VPPでエネルギーの地産地消を実現する自治体新電力「ローカルエナジー」(鳥取県米子市)

2016/11/09
(水)
インプレスSmartGridニューズレター編集部

地域内電源でほとんどの電力を賄い、エネルギーの地産地消を実現しているユニークな地域電力がある。2015年12月に設立されたばかりの鳥取県米子市の新電力、ローカルエナジー株式会社である。出資は米子市と地元企業5社で、米子の地域特性を生かし、5年後には同社の電力事業だけで16億円の地域内の資金循環効果が期待されている。Part2では、実現の背景とそのビジネスモデルをレポートする。

エネルギーの自立を目指した地域エネルギー会社「ローカルエナジー」

〔1〕鳥取県米子市のプロフィール

 米子市(よなごし)は、鳥取県の西側、山陰のほぼ中央に位置する、約132平方キロメートルの面積に約15万人が生活するコンパクトシティである(表1)。

表1 米子市のプロフィール(2016年10月現在)

表1 米子市のプロフィール(2016年10月現在)

出所 http://www.city.yonago.lg.jp/をもとに編集部作成

美保(みほ)湾に面した弓ヶ浜半島の東端に、山陰有数の皆生(かいけ)温泉をもち、南部は大山(だいせん)の裾野として丘陵地になっている(図1)。

図1 鳥取県米子市の所在地

図1 鳥取県米子市の所在地

〔2〕ローカルエナジーのプロフィール

 2015年12月21日、ローカルエナジー株式会社は小売電気事業者として設立された(表2、写真1)。地域外のエネルギーに依存するのではなく、地域内で自立したエネルギー環境を目指すことで地域経済の自立を目指すという理念のもと、米子市と地元企業5社の出資によって設立された。
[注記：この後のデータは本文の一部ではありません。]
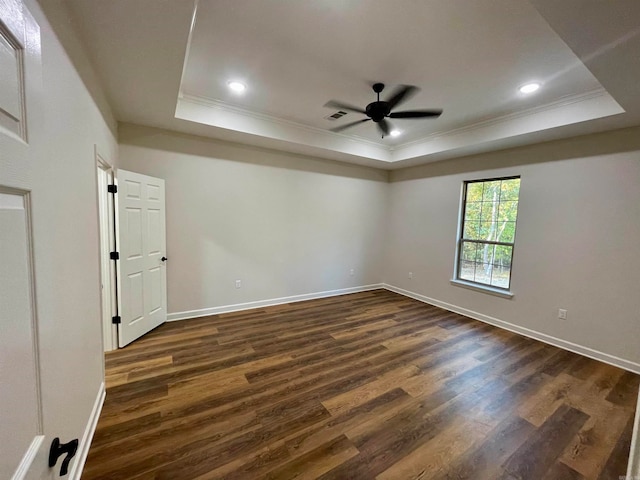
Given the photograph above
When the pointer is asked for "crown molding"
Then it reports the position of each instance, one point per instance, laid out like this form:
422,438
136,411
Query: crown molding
499,119
226,107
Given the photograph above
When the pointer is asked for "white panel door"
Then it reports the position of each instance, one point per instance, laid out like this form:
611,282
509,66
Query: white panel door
142,278
23,442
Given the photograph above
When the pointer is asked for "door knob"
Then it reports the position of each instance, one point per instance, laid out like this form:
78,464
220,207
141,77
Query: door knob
58,449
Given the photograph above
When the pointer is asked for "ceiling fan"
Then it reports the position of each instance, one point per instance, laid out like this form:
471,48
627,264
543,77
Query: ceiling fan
379,111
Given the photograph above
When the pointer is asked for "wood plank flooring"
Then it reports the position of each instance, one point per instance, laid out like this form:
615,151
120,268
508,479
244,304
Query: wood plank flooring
371,385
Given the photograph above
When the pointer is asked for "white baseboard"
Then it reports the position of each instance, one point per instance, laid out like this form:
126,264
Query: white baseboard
633,467
30,457
85,443
171,317
543,337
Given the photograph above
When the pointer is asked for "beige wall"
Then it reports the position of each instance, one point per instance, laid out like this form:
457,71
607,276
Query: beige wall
65,230
285,225
577,240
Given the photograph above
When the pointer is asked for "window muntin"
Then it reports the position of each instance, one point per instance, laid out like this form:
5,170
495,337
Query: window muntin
487,231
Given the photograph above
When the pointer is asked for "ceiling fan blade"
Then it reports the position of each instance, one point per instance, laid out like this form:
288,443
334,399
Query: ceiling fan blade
402,93
343,106
384,126
416,114
349,125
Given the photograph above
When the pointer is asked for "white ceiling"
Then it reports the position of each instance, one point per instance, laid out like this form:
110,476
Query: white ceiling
166,63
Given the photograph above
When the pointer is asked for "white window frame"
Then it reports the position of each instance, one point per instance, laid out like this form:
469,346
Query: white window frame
483,287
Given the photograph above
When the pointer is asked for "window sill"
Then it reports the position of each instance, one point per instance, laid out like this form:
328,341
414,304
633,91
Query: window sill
498,292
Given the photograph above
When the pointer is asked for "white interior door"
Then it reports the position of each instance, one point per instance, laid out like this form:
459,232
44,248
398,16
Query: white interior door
142,277
23,449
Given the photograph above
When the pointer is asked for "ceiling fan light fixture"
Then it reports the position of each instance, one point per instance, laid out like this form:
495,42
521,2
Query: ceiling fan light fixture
529,87
236,87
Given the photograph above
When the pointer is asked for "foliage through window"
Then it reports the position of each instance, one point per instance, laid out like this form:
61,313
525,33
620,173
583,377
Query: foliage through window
488,230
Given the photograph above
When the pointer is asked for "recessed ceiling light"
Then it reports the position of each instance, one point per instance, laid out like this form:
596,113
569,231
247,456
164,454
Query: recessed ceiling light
237,86
529,87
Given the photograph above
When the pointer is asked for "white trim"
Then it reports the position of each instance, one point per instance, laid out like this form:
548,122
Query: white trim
85,443
498,292
265,117
172,317
633,467
499,119
28,458
556,342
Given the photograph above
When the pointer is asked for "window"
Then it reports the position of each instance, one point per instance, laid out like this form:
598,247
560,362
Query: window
487,231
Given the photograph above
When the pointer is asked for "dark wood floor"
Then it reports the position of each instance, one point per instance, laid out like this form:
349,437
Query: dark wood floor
362,386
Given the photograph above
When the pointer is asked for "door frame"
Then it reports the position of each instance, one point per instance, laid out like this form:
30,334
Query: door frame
106,243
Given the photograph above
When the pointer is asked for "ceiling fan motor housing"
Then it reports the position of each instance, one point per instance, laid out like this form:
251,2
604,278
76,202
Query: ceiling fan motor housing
377,110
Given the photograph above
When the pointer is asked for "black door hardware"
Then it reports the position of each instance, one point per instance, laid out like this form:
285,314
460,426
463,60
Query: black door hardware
58,449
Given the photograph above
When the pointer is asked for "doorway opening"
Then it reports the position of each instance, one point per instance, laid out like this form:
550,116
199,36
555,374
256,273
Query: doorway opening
106,215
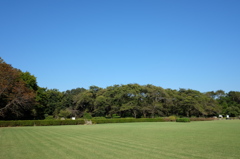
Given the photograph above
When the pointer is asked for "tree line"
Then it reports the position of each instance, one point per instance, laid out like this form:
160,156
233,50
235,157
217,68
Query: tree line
22,98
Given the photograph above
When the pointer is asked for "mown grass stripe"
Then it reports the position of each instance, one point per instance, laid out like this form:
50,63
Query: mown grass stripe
126,146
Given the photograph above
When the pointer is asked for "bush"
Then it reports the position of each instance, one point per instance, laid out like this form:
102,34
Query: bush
202,119
87,116
115,116
172,118
183,120
49,117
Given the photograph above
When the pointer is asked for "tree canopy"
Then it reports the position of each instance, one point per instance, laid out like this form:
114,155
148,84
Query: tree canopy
22,98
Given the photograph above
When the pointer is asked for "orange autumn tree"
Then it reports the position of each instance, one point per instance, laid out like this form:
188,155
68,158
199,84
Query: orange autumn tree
16,99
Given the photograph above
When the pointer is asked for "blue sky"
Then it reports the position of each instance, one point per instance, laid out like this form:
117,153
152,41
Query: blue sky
169,43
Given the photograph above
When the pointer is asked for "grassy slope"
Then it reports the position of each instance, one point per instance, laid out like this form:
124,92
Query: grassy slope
211,139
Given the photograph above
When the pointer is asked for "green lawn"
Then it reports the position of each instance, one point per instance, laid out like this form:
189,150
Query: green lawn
209,139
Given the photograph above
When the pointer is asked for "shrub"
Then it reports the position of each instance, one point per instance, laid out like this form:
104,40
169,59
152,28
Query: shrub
183,120
172,118
87,116
202,119
49,117
115,116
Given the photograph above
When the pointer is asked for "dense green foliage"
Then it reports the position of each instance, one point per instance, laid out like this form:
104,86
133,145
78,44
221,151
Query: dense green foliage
214,139
22,98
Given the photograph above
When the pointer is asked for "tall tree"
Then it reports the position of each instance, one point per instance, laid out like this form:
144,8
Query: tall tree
16,99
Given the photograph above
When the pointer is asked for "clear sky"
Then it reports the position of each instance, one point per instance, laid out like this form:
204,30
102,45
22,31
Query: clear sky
169,43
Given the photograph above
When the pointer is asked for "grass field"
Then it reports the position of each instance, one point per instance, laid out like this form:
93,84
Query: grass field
209,139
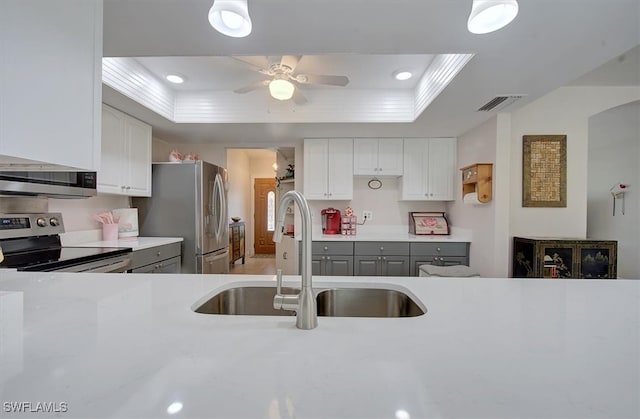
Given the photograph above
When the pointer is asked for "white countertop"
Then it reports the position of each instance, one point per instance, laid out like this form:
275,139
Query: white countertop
129,346
137,243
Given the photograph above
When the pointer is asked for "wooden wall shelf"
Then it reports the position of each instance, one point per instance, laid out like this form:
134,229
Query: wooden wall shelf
478,178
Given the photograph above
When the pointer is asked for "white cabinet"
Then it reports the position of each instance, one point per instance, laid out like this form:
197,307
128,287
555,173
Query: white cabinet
328,168
377,156
429,169
126,155
51,82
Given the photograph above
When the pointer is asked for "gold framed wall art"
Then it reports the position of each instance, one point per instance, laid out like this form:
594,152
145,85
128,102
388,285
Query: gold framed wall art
544,171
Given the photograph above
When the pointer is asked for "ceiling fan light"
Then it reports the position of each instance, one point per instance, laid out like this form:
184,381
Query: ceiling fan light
281,89
490,15
230,17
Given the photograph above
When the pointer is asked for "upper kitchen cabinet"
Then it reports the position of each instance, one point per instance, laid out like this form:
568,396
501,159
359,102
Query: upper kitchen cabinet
429,169
377,156
50,82
328,168
126,155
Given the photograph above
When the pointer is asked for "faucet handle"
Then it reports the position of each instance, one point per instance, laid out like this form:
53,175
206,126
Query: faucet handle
279,281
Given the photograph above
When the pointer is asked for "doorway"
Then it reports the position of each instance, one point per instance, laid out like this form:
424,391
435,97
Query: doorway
264,216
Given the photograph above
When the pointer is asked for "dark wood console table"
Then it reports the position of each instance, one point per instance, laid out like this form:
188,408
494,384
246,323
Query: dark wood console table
564,258
236,241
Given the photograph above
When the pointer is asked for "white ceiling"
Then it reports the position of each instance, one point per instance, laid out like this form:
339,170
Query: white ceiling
550,44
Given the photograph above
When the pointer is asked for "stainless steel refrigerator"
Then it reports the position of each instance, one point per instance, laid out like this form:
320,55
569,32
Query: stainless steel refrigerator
189,200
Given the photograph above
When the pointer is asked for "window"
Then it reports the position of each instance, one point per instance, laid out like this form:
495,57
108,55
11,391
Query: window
271,211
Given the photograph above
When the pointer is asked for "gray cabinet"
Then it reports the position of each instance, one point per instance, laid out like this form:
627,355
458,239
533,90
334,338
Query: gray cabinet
331,258
159,259
381,259
443,254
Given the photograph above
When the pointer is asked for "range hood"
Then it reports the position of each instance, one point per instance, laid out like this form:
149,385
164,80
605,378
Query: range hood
52,184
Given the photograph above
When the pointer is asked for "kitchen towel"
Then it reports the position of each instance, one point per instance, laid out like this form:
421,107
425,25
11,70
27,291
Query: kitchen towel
127,222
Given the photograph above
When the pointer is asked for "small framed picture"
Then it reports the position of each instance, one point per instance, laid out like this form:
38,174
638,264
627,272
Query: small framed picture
428,223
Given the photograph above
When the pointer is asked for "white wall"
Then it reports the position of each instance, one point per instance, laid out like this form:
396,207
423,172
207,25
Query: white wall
564,111
614,156
478,146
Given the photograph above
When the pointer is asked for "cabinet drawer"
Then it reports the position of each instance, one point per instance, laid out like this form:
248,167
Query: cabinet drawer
155,254
331,248
167,266
382,248
439,248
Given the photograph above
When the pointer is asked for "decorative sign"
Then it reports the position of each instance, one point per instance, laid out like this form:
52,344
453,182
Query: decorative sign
428,223
544,171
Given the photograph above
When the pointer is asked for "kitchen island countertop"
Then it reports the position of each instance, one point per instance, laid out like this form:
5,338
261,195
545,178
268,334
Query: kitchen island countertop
130,346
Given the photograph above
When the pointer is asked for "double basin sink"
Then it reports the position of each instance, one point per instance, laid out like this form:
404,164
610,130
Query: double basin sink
331,302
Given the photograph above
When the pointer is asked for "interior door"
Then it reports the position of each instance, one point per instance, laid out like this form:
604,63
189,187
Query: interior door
264,216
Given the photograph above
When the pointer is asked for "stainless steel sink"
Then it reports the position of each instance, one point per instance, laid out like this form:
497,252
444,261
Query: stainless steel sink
250,301
334,302
366,302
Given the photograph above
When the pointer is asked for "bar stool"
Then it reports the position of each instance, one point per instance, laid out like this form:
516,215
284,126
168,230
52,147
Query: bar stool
453,271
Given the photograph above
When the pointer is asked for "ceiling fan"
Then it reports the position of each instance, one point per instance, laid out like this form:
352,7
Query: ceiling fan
283,83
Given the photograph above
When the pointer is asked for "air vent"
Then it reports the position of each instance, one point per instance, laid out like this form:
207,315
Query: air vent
499,102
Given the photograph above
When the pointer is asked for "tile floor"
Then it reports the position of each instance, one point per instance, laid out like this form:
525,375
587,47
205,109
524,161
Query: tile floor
254,266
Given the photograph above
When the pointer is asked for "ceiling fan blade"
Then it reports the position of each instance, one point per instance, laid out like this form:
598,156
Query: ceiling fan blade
258,62
318,79
254,86
298,97
290,61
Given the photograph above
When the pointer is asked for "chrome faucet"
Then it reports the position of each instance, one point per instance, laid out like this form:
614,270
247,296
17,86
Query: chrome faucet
304,304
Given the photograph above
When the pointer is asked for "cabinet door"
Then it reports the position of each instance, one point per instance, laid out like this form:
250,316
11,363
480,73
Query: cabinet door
395,266
413,184
390,157
50,81
338,266
365,156
366,265
113,166
315,168
340,168
138,136
441,169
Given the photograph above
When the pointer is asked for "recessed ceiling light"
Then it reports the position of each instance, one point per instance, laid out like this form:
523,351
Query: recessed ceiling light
402,75
175,78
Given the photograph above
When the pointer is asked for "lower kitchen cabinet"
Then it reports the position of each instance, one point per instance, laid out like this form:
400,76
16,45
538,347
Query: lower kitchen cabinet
383,258
442,254
159,259
330,258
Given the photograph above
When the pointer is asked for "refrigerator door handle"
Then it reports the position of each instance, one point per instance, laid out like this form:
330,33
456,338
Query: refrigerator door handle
219,191
216,256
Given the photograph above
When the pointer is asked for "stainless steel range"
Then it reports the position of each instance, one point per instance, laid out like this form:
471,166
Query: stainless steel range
31,242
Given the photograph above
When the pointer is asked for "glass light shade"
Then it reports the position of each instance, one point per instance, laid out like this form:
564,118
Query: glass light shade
490,15
281,89
175,78
402,75
230,17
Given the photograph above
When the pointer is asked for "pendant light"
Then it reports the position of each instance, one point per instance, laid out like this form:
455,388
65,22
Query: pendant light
490,15
230,17
281,89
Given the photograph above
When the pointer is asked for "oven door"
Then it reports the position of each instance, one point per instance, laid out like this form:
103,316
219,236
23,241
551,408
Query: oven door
118,264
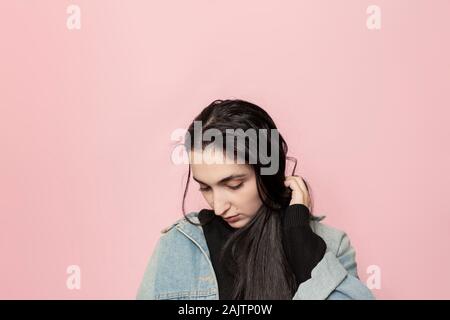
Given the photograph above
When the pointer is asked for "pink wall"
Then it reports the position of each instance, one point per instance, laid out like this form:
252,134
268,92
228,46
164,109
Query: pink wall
86,117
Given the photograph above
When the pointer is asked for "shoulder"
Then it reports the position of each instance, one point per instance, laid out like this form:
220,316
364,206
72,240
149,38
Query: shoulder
193,216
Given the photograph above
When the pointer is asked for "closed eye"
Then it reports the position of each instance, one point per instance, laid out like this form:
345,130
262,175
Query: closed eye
231,187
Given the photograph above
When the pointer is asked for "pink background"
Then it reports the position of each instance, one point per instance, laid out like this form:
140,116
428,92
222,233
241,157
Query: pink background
86,117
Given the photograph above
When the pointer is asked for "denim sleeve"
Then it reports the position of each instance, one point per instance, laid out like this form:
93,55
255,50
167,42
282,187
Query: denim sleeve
146,289
335,277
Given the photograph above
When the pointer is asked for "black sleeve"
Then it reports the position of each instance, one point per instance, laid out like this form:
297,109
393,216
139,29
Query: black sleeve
304,249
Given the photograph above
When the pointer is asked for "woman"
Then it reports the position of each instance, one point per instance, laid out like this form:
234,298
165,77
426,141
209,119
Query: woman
259,240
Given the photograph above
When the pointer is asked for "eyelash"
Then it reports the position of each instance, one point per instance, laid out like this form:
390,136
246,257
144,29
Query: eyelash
232,188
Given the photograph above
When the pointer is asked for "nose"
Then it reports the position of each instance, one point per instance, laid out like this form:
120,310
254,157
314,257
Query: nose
220,204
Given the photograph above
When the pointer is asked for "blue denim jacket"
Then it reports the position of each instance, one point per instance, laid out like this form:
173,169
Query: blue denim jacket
180,267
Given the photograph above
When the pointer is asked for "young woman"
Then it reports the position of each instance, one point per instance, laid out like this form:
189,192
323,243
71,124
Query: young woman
260,239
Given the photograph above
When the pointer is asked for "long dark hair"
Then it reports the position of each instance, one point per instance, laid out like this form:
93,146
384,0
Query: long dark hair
260,266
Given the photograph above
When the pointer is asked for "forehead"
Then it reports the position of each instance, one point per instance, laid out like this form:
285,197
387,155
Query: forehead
209,170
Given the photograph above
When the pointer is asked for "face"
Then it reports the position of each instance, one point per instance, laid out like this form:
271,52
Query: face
229,188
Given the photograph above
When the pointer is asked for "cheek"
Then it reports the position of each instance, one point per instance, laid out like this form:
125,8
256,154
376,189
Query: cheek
249,201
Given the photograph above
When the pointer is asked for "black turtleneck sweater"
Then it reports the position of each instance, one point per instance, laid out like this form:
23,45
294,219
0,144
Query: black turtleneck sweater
299,242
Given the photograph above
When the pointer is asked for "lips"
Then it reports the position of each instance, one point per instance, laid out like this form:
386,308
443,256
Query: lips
232,218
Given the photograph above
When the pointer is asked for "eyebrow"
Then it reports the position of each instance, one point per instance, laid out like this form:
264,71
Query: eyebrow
226,179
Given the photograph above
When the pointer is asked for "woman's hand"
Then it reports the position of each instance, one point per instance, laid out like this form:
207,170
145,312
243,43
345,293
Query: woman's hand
300,194
304,249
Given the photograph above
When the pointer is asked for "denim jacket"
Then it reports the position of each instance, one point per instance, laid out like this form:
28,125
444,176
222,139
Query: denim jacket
180,267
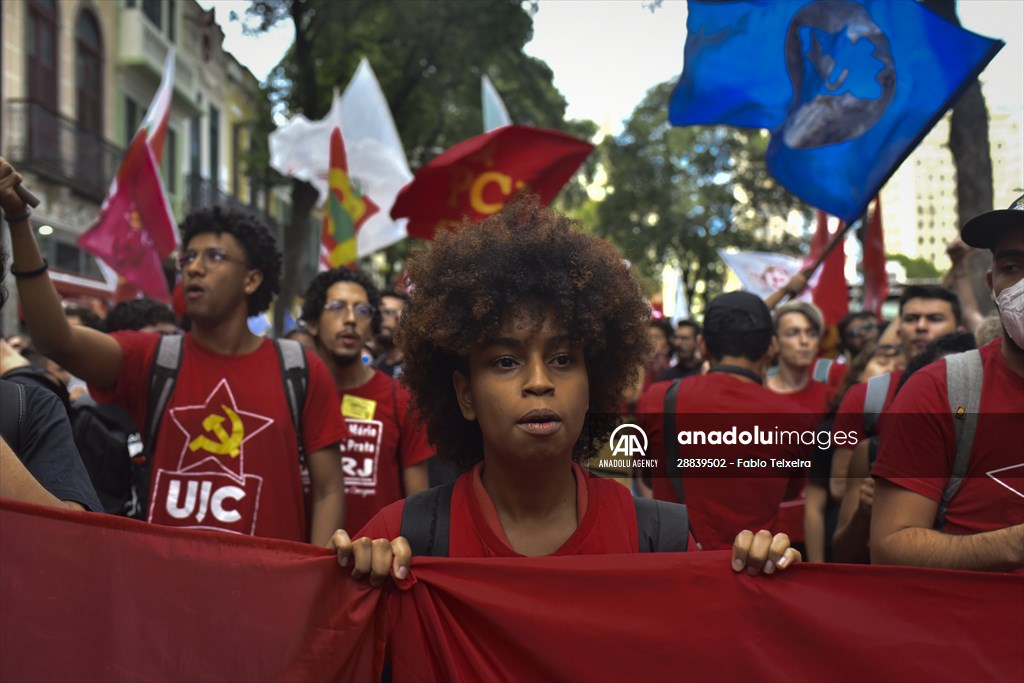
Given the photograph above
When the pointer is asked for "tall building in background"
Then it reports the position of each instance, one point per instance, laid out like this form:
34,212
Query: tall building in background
76,78
920,200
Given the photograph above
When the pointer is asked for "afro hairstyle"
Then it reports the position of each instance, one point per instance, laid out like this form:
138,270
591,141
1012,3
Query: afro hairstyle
315,296
524,260
256,239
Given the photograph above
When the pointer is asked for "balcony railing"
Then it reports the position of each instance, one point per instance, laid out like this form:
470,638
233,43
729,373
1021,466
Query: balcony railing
57,148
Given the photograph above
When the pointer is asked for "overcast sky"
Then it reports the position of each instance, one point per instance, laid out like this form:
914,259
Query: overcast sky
605,54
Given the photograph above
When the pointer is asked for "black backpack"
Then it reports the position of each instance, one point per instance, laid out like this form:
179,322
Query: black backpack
664,527
117,453
109,440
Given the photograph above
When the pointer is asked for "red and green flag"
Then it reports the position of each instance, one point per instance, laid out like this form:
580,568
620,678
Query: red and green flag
345,211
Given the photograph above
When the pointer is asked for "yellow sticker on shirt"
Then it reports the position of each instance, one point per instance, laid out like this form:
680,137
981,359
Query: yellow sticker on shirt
357,409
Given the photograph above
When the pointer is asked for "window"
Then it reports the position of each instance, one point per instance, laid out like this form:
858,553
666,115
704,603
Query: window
154,10
170,161
214,146
41,44
132,118
195,146
89,73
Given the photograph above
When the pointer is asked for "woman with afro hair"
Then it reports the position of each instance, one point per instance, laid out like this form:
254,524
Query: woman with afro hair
521,334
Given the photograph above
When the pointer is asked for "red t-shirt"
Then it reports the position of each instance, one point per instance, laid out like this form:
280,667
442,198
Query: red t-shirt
607,520
226,454
725,501
384,437
918,446
850,416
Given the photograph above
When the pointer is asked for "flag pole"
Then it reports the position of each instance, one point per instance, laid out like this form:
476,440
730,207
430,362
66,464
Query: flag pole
26,196
809,270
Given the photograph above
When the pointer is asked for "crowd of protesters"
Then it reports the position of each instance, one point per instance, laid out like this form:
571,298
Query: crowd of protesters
521,346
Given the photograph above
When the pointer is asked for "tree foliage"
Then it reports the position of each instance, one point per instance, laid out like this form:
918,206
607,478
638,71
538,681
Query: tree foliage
429,57
677,195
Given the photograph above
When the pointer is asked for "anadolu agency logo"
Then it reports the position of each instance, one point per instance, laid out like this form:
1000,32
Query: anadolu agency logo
629,447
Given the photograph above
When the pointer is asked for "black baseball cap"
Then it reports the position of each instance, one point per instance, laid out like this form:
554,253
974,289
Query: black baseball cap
745,312
983,230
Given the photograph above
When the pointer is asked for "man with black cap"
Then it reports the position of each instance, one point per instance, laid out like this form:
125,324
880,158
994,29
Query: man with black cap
950,470
724,480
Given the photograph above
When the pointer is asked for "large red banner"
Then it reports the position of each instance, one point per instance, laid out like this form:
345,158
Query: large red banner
89,597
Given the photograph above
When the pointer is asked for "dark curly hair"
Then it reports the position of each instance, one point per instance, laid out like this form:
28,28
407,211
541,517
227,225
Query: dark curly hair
525,259
138,313
315,296
255,237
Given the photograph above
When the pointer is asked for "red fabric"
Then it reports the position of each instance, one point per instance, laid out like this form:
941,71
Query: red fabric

「エネルギーの地産地消による新たな経済基盤の創出」を目指した地域エネルギー会社なのである。

写真1 ローカルエナジーの所在するビルと社内の様子

写真1 ローカルエナジーの所在するビルと社内の様子

出所 編集部撮影

 主な出資者は、株式会社中海テレビ放送(50%、CATV事業者)、山陰酸素工業株式会社(20%、ガス卸業)、米子市(10%、自治体)、三光株式会社(10%、廃棄物処理)、米子瓦斯株式会社(5%、都市ガス)、皆生温泉観光株式会社(5%、源泉供給)で、表2に示す、

  1. 電力小売卸売事業
  2. 地域熱供給事業
  3. 電源熱源開発事業
  4. 省エネルギー改修事業
  5. 次世代エネルギー実証事業
  6. 視察受入/コンサルティング

の6つの事業領域を主軸に展開している。現在の収益源の主な事業は、電力小売卸売事業で、2016年度の計画では4億円の売上げを目標としている。

表2 ローカルエナジー株式会社のプロフィール

表2 ローカルエナジー株式会社のプロフィール

出所 http://www.lenec.co.jp/をもとに編集部作成

〔3〕官民一体で地域特性を生かしたエネルギー事業の検討から具体化

 米子市では、平成23(2011)年度から、スマートコミュニティ、スマートグリットなどを官民一体で検討を始め、平成27(2015)年度までに総務省、内閣府などの事業を活用して、その事業の可能性調査を行ってきた。

 具体的には、

  1. 平成25(2013)年6月28日に国が認定した「鳥取発次世代社会モデル創造特区」、
  2. 平成23(2011)年度の総務省「緑の分権改革」調査事業、
  3. 平成24(2012)年度の総務省「ICT街づくり推進事業」(後述)、
  4. 平成25(2013)年、平成26(2014)年の総務省「分散型エネルギーインフラプロジェクト」

などである。

 「その結果、意欲とリスクをとる覚悟がある地域企業の皆様と官民一体でエネルギー会社を立ち上げることが決まり、米子市も10%出資したのです。市内210箇所への公共施設への電力供給は、エネルギーの地産地消、地域内資金循環を具現化するために行うこととしました」と鵜篭 博紀(うかご ひろき)氏(米子市 経済部 経済戦略課 産業開拓室 室長)は言う。

 2016年4月1日の電力小売全面自由化を契機に、地域内にエネルギー供給事業者が存在することで、エネルギーの地産地消が促され、これまでエネルギーを地域外から購入することによる地域外への資金流出を抑制し、地域内での資金循環が可能となった。このことが地域経済の基盤となり、地域経済自立のインフラを強化することにつながることを見据えて、ローカルエナジーの設立に至ったのである。